結果、完走率65%となった過酷なレースを、ワラーチで無事することができたわけですが、その時「人間には、僕たちがまだ気付いていないとんでもない可能性が眠っている」と、僕の中で確信したわけです。そして、これはあなたも同じなのです。「昔から運動が苦手なんです」「体育の成績だけ悪かったんです」という人ほど驚くほどの成長を見せることがあります。初期状態(フレッシュ)」なので、飲み込みが早く、上達のスピードが早いのです。

だから僕はよくこう伝えるのです。

「あなたは体育の授業は苦手かもしれないけど、運動は苦手じゃないですよ」と。そうすると、僕でも信じられないほどのスピードで成長していくのです。

僕は、先入観や固定観念、並列的な思考、常識と言われている概念など、そういうものが苦手なのです。なぜなら、せっかくこの広い世界に生きているわけですから、色々やってみたら?と思うからです。みんながやってるとか、こうじゃなきゃダメとか、そうした閉鎖的な世界ではなく、もっと自由に、好きな形で、そして、のんびり運動したらいいじゃないと思うわけです。

そして、活動名を変えた、もう一つの理由は 「自分の名前を背負うことに意義があるから」です。

10年前、どのような店名(屋号)にしようか熟考した結果「BEAUTY & STRENGTH」に決めました。元々の由来は、BEAUTY(女性らしい美しさ)とSTRENGTH(心の軸を保つこと)から来ています。そのコンセプトは今後も大切にしていく予定ではあります。

しかし、一番良いのは「自分の名前」だと言うことに気付いたのです。「浅野」という名前こそがブランドであり、そこに「意味」を持たせたかったのです。

というのも、もしあなたがパーソナルトレーニングに通うとしたら、「近所だから」「安いから」「オシャレだから」といった基準だけで、トレーナーを選んでほしくないからです。日本食料理店の「割烹 〇〇」「てんぷら 〇〇」のように、「この人が作っているお店だから」という理由で、きちんと中にいる「人」や「サービス」で選んでほしいですし、そうあるべきだと思うのです。
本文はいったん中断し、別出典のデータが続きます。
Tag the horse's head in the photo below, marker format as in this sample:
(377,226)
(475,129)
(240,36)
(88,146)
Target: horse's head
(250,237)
そうでなければ、僕のように”超”ひねくれ者とは相性が合わないと思うのです。これが、主にマシンを相手にするフィットネスジムであればまた話は変わってきます。ですが、パーソナルトレーニングというのは、あくまで「人と人」というサービス構造ですので、このトレーナーなら信用できる、考え方が尊敬できる、わたしの体を安心して委ねられる、という基準で選ぶべきだと思うのです。

僕は、昔から職人気質(?)な面があるので「うちはずっとこの味でやってる」という頑固な考えがあります。なので、流行りのようなものには興味が湧きませんし、流されることもありません。もちろん、これからもそうです。もし、他にも同じようなサービスを提供している場所があるのであれば、言ってしまえば「僕は必要ない」のです。僕にしかできない、唯一無二のサービスを提供していることに意味があるのです。

商売の本質は「自分が欲しいものを売ること」だと考えています。「え、お客様が求めるもの売ることじゃないの?」という考えが普通なのでしょうが、僕の場合は真逆になります。これはラーメン屋もそうだと思います。「うちのスープが一番に決まってる」「チャーシューならどこにも負けねぇ」という誇りを持っていると思うのです。仮に自分のお店の味をそこまで好きでもない店員がつくるラーメンって、こちらも食べたいと思わないんです。料理というのは味も大切ですが、それ以前に、店主の誇りだったり、想いだったり、情熱があるからこそ「ハマる」ものだと思うのです。

僕も「自分の味」には誇りを持っていますので、もし自分が女性だったら「こういうカラダになりたい」という意識を持って仕事をしています。万人ウケする商売ではなく、自分の求める価値観に共鳴した「一部の人」にだけ理解してもらえれば、それで結構なのです。

以上が、僕の活動名を変更した理由になります。

初見の方からするとかなりの”ひねくれ者”に映ると思いますが、逆に言えば、世間の抵抗を喰らい、時には批判を受けつつも、それでもひねくれ続けなければ本当に良いものは生み出せないと考えています。ただ「女性を美しくすること」「才能を引き出すこと」「体の可能性を目醒めさせること」に関しては一途ですので、どうぞ今後ともよろしくお願いいたします。

ひねくれ続けない限り、本当にいいものは生まれない。